U.S. government must have checks and balances

Freedom Newspapers of New Mexico

Liberty includes freedom from arbitrary action by government. That’s why the U.S. Constitution established a judicial branch as a check on the powers of the executive and legislative branches.
For that reason it’s commendable that the U.S. Supreme Court on Monday decided to take up the question of whether those being detained on the U.S. Navy base at Guantanamo Bay, Cuba, can appeal to civilian courts.
“The court said it would resolve only the jurisdictional question of whether the federal courts can hear such a challenge and not, at this stage, whether these detentions are in fact unconstitutional,” reported The New York Times.
“The two appeals the court accepted were filed on behalf of 16 detainees … all seized in Afghanistan and Pakistan during United States-led operations against the Taliban in late 2001 and early 2002. They have all been held for more than 18 months without formal charges or access to any forum in which they can contest the validity of their detention.”
Solicitor General Theodore Olson argued before the court that only the executive branch has authority over “aliens captured abroad in connection with ongoing hostilities and held outside the sovereign territory of the United States at the Guantanamo Bay Naval Base, Cuba.”
But power exercised without checks and balances is arbitrary and open to abuse.

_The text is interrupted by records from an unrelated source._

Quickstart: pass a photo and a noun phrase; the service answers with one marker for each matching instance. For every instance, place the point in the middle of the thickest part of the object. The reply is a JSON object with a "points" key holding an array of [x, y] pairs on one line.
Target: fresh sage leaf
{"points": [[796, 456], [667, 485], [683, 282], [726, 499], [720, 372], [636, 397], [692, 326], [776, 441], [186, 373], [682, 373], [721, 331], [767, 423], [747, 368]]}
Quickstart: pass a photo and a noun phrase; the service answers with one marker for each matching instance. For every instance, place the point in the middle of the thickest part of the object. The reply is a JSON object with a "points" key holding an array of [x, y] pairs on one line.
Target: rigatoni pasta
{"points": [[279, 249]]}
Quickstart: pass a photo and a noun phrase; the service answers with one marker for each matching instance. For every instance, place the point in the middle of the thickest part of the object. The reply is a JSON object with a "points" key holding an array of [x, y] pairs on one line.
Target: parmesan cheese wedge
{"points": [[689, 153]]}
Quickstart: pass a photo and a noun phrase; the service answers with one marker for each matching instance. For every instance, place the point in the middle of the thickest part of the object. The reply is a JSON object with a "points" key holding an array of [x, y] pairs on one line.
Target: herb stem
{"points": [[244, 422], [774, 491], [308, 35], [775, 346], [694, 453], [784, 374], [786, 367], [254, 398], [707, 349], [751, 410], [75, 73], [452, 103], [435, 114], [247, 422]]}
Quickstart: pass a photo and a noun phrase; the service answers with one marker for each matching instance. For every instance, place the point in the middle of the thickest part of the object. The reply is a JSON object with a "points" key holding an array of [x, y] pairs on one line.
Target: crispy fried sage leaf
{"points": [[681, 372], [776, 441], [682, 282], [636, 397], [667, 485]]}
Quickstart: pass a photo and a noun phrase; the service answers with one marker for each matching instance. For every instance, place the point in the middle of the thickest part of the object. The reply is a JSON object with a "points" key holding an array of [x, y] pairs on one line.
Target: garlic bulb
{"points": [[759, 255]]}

“The entire process is beyond the jurisdiction of the court system,” said Timothy Lynch, director of the Cato Institute’s Project on Criminal Justice. “The purpose of the judiciary is to see if something is legal or illegal. If it’s illegal, the courts can intervene. That’s the principle at stake.”
The Bush administration is citing a 1950 Supreme Court case, Johnson vs. Eisentrager, in which a previous Supreme Court ruled that aliens do not have constitutional rights outside U.S. territory. “We agree with the dissenters on the court (in the 1950 case) that there needs to be a judicial review of the acts of the executive branch,” Lynch said.
If the executive branch can simply do whatever it wants, without judicial review, then at worst it could nab people anywhere — even U.S. citizens, who could be mislabeled as foreigners — and hold them incommunicado indefinitely in foreign territories.
That’s the sort of thing that happens in tyrannies, not free countries.
Even in the midst of the struggle against terrorism, Americans need to make sure their system of government, with its sometimes cumbersome but still essential checks and balances, is not subverted.
As Ben Franklin said, “Those who would give up essential liberty to purchase a little temporary safety deserve neither liberty nor safety.”
The Supreme Court is right to take up this issue. We hope it resolves it in favor of courts overseeing the implementation of laws — in every case.